Do not take off points for "DADDIU R1, R1, \#32" or "DADDIU R1, R1, \#32" as long as they are scheduled at cycle 5 or later. Do not take off points for "DADDIU R3, R3, \#32" as long as it is scheduled on or before cycle 12. Do not take off points for "DSUB R5, R4, R1" as long as it is scheduled after "DADDUI R1, R1, \#32" and there is one cycle between the DSUB and the branch (since the branch needs that value in ID stage).

## ONLY GRADUATE STUDENTS SHOULD SOLVE PROBLEM 5.

## Problem 5 [4 points]

Consider the following format for predicated MIPS instructions:
(pT) ADD R1, R2, R3
where the ADD instruction is predicated on the predicate register pT. Assume a set of 1-bit predicate registers.
Assume compare instructions that set a pair of predicate registers to complementary values:
CMP.NE pT, $\mathrm{pF}=\mathrm{R} 8$, R0
The above compare sets the 1 -bit predicate registers, pT and pF , based on the "not equal" (NE)
comparison relation as follows:
$\mathrm{pT}=(\mathrm{R} 8!=\mathrm{R} 0)$
$\mathrm{pF}=$ !(R8!= R0)
So pT is true if R 8 is not equal to R 0 , and pF is the complement of pT .
For the following problem, you can assume the availability of any comparison relation with two operands; e.g., .LE for less than or equal to and .GT for greater than.
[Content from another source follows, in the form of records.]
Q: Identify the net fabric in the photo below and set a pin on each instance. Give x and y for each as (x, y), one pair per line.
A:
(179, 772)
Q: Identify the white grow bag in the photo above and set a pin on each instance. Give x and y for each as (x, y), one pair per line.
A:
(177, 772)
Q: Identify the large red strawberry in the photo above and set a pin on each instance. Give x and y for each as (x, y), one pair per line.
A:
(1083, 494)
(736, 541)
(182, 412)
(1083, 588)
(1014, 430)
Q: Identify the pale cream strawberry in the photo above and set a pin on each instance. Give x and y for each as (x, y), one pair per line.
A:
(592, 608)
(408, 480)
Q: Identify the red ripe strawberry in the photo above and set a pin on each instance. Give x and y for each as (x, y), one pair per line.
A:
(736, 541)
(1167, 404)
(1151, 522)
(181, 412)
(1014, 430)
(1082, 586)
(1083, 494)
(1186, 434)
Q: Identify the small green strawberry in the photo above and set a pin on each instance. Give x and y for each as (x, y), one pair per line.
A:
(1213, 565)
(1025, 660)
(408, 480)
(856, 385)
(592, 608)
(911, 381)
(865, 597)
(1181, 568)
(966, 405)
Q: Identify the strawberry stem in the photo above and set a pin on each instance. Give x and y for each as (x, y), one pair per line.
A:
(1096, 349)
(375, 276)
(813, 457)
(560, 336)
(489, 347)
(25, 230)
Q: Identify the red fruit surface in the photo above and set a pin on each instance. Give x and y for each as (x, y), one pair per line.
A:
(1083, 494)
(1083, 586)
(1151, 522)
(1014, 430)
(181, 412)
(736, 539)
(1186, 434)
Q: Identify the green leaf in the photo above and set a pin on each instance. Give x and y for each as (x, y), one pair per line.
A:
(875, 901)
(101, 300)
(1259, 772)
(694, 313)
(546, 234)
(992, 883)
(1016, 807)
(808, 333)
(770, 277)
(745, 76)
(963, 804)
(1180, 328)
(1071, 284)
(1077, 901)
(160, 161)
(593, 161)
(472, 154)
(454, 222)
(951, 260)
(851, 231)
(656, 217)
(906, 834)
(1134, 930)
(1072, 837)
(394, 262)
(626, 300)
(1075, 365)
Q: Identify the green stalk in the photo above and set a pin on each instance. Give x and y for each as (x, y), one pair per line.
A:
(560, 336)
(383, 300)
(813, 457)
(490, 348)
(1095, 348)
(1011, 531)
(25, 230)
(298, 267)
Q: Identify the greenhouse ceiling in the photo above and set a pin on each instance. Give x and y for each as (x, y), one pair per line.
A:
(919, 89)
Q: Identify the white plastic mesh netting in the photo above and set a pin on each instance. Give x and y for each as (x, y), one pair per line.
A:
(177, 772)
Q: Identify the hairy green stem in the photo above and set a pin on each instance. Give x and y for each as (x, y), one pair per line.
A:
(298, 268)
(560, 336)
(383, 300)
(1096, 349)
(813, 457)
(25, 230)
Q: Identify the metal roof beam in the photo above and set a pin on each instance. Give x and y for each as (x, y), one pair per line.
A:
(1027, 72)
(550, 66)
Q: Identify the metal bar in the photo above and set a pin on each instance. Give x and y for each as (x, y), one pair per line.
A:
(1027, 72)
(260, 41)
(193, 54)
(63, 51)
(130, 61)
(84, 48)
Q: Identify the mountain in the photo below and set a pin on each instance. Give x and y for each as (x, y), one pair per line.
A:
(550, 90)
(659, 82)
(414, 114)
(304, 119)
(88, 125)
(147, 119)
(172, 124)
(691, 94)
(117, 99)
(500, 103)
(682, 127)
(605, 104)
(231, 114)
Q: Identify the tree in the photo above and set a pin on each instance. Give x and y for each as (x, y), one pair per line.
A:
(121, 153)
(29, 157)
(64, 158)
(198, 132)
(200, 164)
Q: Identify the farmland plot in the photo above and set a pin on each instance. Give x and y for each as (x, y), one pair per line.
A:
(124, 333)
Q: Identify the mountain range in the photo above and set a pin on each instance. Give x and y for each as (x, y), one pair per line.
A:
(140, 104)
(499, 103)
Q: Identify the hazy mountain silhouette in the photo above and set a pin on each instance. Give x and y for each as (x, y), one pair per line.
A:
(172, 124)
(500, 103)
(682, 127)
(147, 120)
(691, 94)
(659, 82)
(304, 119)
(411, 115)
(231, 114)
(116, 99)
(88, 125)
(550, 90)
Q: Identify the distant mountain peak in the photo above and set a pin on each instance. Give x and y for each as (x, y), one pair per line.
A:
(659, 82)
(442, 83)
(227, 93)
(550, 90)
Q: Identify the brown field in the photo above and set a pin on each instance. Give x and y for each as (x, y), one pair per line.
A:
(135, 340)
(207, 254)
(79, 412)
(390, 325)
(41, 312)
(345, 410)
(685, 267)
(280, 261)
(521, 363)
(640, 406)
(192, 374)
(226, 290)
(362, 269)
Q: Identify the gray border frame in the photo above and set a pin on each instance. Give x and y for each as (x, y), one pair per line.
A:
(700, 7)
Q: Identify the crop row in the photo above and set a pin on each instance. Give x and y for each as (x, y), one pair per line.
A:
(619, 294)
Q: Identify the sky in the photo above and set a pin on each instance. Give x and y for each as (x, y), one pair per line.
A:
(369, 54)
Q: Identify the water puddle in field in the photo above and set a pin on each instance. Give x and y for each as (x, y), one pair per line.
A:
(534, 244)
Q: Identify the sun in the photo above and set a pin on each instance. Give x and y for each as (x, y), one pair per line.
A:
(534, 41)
Using the predicated instructions described above, write the three basic blocks of the following code fragment as a single basic block; i.e., eliminate all branches using predicated instructions.

```
SUB R1, R13, R14
BLT R1, R4, L1 //branch if R1 < R4
ADDI R2, R2,#1
SW R2, 0(R7)
J L2
L1: DIV.D F0, F0, F2
ADD.DF0, F4, F2
S.D F0, 0(R8)
```

L2: ...

Solution:
The code fragment with predicated instructions is as below
(1) SUB R1, R13, R14
(2) CMP.LT pT, pF = R1, R4
(3) ( pF ) ADDI R2, R2, \#1
(4) (pF) SW 0(R7), R2
(5) (pT) DIV.D F0, F0, F2
(6) (pT) ADD.D F0, F4, F2
(7) (pT) S.D 0(R8), F0

L2:...

## Grading:

$1 / 2$ point for correctly translating each of the 8 instructions in the original code. (Note that for the jump instruction, J , the correct translation is to not have any instruction.